10

Possible Duplicate:
Parallel.ForEach vs Task.Factory.StartNew

I need to run about 1,000 tasks in a ThreadPool on a nightly basis (the number may grow in the future). Each task is performing a long running operation (reading data from a web service) and is not CPU intensive. Async I/O is not an option for this particular use case.

Given an IList<string> of parameters, I need to DoSomething(string x). I am trying to pick between the following two options:

IList<Task> tasks = new List<Task>();
foreach (var p in parameters)
{
    tasks.Add(Task.Factory.StartNew(() => DoSomething(p), TaskCreationOptions.LongRunning));
}
Task.WaitAll(tasks.ToArray());

OR

Parallel.ForEach(parameters, new ParallelOptions {MaxDegreeOfParallelism = Environment.ProcessorCount*32}, DoSomething);

Which option is better and why?

Note :

The answer should include a comparison between the usage of TaskCreationOptions.LongRunning and MaxDegreeOfParallelism = Environment.ProcessorCount * SomeConstant.


  • @zooone9243: Perhaps I'm nitpicking a bit and it is just a language thing, but on a 4 core machine only 4 threads run concurrently. You can still create 1,000 threads (unless you run of of memory space) but a proper solution is to use threads from a pool exactly as you intend to do. It is the I need to run about 1,000 threads part that confuses me. - Martin Liversage
  • Please don't tell us that async I/O is not an option without explaining it. This sounds like an X/Y problem if I've ever heard one. Async I/O is the correct way to perform these types of tasks. If you're sure it doesn't apply in your case, then explain your problem so that we can actually try to provide the best possible solution. - Aaronaught
  • Then modify it so that it does. This is an architecture problem, not a performance concern. You will not get acceptable performance using the TPL (which includes both Task and Parallel).
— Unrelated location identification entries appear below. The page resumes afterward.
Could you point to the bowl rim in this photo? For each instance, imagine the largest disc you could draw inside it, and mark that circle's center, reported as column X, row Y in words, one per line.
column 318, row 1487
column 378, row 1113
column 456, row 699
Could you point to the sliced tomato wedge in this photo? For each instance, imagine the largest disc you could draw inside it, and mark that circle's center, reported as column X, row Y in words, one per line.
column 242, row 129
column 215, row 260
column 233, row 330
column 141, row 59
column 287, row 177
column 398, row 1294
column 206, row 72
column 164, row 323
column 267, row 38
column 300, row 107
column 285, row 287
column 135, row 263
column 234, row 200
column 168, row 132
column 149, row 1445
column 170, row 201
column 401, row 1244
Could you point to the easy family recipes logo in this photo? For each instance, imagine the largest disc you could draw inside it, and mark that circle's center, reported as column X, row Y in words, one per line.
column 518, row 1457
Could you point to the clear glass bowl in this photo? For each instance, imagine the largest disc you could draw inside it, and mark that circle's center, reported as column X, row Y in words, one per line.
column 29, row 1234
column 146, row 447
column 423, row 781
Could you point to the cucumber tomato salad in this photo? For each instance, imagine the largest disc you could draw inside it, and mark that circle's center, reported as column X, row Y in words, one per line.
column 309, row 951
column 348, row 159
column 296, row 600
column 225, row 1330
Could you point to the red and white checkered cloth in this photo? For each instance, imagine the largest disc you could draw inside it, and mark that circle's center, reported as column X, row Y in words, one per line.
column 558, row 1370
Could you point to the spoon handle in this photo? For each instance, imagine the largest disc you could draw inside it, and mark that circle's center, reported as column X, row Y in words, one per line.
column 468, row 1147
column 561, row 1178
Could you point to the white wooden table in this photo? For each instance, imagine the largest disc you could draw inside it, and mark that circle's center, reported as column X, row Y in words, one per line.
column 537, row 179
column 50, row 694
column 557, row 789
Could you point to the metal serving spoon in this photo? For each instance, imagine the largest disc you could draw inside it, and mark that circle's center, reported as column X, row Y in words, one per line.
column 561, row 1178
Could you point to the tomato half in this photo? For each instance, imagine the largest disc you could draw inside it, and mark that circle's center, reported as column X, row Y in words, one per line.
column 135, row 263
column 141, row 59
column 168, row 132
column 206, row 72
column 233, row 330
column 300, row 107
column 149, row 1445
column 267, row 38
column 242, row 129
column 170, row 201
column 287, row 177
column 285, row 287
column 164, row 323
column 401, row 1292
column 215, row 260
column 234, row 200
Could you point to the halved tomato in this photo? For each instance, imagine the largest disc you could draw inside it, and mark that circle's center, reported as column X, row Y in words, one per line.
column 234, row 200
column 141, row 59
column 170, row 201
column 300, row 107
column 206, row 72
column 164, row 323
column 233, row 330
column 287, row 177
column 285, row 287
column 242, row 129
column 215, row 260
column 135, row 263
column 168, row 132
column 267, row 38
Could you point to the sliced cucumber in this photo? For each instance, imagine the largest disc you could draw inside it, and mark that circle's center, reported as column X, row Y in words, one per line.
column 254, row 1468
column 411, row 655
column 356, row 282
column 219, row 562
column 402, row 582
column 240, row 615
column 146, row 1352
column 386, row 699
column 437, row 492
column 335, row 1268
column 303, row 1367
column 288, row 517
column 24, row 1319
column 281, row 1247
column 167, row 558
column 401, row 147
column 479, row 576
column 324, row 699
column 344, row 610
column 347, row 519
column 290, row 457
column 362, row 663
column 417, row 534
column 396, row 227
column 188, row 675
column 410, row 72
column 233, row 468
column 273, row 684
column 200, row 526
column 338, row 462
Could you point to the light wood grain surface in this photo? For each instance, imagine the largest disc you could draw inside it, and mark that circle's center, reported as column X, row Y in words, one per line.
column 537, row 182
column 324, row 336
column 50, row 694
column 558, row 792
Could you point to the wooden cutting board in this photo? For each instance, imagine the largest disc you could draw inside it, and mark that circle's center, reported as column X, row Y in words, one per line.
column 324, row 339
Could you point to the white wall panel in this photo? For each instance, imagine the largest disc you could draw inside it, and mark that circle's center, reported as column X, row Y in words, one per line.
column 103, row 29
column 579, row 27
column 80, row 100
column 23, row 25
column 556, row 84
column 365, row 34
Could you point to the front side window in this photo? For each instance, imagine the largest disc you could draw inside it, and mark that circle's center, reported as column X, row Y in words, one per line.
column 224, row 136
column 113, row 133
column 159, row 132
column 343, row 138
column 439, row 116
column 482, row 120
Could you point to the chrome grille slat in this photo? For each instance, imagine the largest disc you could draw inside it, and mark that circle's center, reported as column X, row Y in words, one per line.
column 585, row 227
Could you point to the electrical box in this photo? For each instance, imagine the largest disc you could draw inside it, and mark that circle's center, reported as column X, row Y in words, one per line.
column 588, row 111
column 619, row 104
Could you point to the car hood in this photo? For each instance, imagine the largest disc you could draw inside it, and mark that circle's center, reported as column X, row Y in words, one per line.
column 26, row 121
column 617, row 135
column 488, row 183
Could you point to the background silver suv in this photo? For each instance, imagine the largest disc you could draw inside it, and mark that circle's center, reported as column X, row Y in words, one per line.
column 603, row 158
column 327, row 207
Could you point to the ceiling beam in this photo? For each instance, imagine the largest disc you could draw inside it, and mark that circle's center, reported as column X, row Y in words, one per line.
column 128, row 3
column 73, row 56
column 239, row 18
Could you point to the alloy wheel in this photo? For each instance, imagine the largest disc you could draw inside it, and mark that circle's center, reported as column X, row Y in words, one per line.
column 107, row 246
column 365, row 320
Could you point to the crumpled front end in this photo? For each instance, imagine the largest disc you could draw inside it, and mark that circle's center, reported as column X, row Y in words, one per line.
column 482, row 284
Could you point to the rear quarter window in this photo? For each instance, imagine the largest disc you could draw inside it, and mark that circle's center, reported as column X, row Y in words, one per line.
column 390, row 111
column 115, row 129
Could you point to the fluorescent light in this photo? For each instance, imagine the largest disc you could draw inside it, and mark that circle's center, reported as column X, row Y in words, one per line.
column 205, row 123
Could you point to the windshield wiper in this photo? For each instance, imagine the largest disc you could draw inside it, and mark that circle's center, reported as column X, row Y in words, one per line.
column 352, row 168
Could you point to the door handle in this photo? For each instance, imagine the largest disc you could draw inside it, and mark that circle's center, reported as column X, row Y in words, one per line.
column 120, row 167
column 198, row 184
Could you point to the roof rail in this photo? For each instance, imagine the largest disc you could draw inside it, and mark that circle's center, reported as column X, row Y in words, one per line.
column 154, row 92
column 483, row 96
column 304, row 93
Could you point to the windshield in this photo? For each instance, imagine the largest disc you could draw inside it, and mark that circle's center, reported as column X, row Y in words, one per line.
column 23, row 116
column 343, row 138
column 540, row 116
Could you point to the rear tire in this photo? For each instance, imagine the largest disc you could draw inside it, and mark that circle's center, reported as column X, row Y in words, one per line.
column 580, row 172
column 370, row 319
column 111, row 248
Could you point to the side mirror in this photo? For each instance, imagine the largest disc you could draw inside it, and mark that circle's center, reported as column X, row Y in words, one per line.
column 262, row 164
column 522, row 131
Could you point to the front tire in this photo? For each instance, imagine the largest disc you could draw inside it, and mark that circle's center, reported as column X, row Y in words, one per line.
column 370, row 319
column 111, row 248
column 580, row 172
At best you're asking to choose between the lesser of two grave evils. - Aaronaught
  • Just an aside I realize this is an old question: Task/Parallel are 4.0 features. async is a 4.5 feature (yes I realize there was a CTP). So it could just be mandated from God that only true 4.0 features will be in the code. Or as the questioner mentions a web services library which must be used might be third party and there is no ability to modify it and decorate everything with async/awaits everywhere. - Mike
  • Something to note here - if you use Parallel.ForEach on long running (I/O bound tasks), the thread scheduler gets impatient. It assumes that the reason for the slow progress is that tasks are overly CPU intensive, so it starts adding threads to the thread pool at a rate of 2/minute. This basically "leaks" threads in this manner until the parallel foreach is complete. - Steven Padfield

3 답변


35

Perhaps you aren't aware of this, but the members in the Parallel class are simply (complicated) wrappers around Task objects. In case you're wondering, the Parallel class creates the Task objects with TaskCreationOptions.None. However, the MaxDegreeOfParallelism would affect those task objects no matter what creation options were passed to the task object's constructor.

TaskCreationOptions.LongRunning gives a "hint" to the underlying TaskScheduler that it might perform better with oversubscription of the threads. Oversubscription is good for threads with high-latency, for example I/O, because it will assign more than one thread (yes thread, not task) to a single core so that it will always have something to do, instead of waiting around for an operation to complete while the thread is in a waiting state. On the TaskScheduler that uses the ThreadPool, it will run LongRunning tasks on their own dedicated thread (the only case where you have a thread per task), otherwise it will run normally, with scheduling and work stealing (really, what you want here anyway)

MaxDegreeOfParallelism controls the number of concurrent operations run. It's similar to specifying the max number of paritions that the data will be split into and processed from. If TaskCreationOptions.LongRunning were able to be specified, all this would do would be to limit the number of tasks running at a single time, similar to a TaskScheduler whose maximum concurrency level is set to that value, similar to this example.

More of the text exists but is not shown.